Kane’s efforts to round up a posse at the tavern, and then the church, are met with fear and hostility. Some townspeople, worried that a gunfight would damage the town’s reputation, urge Kane to avoid the confrontation entirely. Others are Miller’s friends, and resent that Kane cleaned up the town in the first place.

Kane’s young deputy Harvey Pell (Lloyd Bridges), who is bitter that Kane did not recommend him as his successor, says he will stand with Kane only if Kane goes to the city fathers and “puts the word in” for him. Kane rejects the quid pro quo, and Pell turns in his badge. Kane visits a series of old friends and allies, but none can (or will) help: his predecessor, Marshal Howe (Lon Chaney Jr.) is old and arthritic; Judge Percy Mettrick (Otto Kruger), who sentenced Miller, flees on horseback, and urges Kane to do the same; Herb Baker (James Millican) agrees to be deputized, but backs out when he realizes he is the only volunteer; Sam Fuller (Harry Morgan) hides in his house, sending his wife (Eve McVeagh) to the door to tell Kane he is not home. Jimmy (William Newell) is a good person and genuinely offers to help Will, but he is vision impaired, drunk and likely to get himself killed; Kane sends him home for his own safety. The other offer of aid comes from a fourteen-year-old boy; Kane admires his courage but rejects it as well.

At the stables, Pell saddles a horse and tries to persuade Kane to take it and leave town.
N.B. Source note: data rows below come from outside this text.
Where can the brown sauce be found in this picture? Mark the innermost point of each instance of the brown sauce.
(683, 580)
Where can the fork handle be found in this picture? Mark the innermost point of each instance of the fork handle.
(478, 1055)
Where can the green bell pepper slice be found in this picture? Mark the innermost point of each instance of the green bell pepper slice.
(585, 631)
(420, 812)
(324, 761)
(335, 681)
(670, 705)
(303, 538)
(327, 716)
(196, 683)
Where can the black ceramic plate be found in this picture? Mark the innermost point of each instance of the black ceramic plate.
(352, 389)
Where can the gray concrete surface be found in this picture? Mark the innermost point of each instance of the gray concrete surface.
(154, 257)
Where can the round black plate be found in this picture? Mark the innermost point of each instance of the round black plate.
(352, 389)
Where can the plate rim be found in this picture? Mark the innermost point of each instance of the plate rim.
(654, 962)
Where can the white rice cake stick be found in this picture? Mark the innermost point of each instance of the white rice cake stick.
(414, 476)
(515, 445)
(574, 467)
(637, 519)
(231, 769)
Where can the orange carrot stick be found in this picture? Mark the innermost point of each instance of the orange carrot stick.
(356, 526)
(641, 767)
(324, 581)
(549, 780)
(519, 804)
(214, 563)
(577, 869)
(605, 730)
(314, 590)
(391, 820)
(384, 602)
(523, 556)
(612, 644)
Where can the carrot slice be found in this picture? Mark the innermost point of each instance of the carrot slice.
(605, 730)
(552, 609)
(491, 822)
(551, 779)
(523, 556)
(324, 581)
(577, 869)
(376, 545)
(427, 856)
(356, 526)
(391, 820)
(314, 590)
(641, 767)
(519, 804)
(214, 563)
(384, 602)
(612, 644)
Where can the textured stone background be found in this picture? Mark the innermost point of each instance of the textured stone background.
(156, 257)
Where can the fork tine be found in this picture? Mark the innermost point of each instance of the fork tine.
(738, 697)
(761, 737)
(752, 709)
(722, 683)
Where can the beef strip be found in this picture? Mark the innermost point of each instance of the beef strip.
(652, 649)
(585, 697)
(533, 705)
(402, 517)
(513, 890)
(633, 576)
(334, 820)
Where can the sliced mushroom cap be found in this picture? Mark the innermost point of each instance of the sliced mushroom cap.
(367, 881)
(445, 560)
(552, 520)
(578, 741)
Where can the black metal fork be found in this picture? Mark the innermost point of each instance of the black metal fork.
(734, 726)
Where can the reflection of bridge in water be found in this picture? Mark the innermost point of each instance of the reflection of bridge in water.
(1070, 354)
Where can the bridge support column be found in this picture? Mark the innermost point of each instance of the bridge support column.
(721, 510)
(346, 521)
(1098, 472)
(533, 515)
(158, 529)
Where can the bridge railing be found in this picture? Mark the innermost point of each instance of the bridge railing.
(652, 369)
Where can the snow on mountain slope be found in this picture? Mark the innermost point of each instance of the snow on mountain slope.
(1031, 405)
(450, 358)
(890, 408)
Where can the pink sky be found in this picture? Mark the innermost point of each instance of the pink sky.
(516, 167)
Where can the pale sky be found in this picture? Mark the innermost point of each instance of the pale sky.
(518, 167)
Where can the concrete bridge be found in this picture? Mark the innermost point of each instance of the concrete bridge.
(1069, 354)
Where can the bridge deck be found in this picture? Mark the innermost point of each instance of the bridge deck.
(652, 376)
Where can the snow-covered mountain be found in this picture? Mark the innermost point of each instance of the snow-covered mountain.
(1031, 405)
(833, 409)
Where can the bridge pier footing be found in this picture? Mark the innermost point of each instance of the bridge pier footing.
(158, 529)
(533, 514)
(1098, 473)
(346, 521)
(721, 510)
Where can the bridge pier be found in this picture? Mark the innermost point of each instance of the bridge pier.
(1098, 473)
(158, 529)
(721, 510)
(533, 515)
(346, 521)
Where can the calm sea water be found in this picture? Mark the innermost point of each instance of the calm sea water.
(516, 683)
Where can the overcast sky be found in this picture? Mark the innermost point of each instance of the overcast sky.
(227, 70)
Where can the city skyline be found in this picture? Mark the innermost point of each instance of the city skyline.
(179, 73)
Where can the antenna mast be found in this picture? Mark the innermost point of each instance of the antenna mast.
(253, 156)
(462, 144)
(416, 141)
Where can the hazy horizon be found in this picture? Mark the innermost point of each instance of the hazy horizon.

Their conversation becomes an argument, and then a fist fight. Kane finally knocks his former deputy senseless, and returns to his office to write out his will as the clock ticks toward high noon. He then goes into the street to face Miller and his gang alone. In one of the most iconic shots in film history, the camera rises and widens to show Kane standing alone on a deserted street in a deserted town.

The gunfight begins. Kane guns down Ben Miller and Colby, but is wounded in the process. As the train is about to leave the station, Amy hears the gunfire, leaps off, and runs back to town. Choosing her husband’s life over her religious beliefs, she picks up the handgun hanging inside Kane’s office and shoots Pierce from behind, leaving only Frank Miller, who grabs Amy as a shield to force Kane into the open. Amy claws Miller’s face and he pushes her to the ground, giving Kane a clear shot, and he shoots Miller dead.

Kane helps his bride to her feet and they embrace. As the townspeople emerge and cluster around him, Kane throws his marshal’s star in the dirt and departs with Amy on their wagon.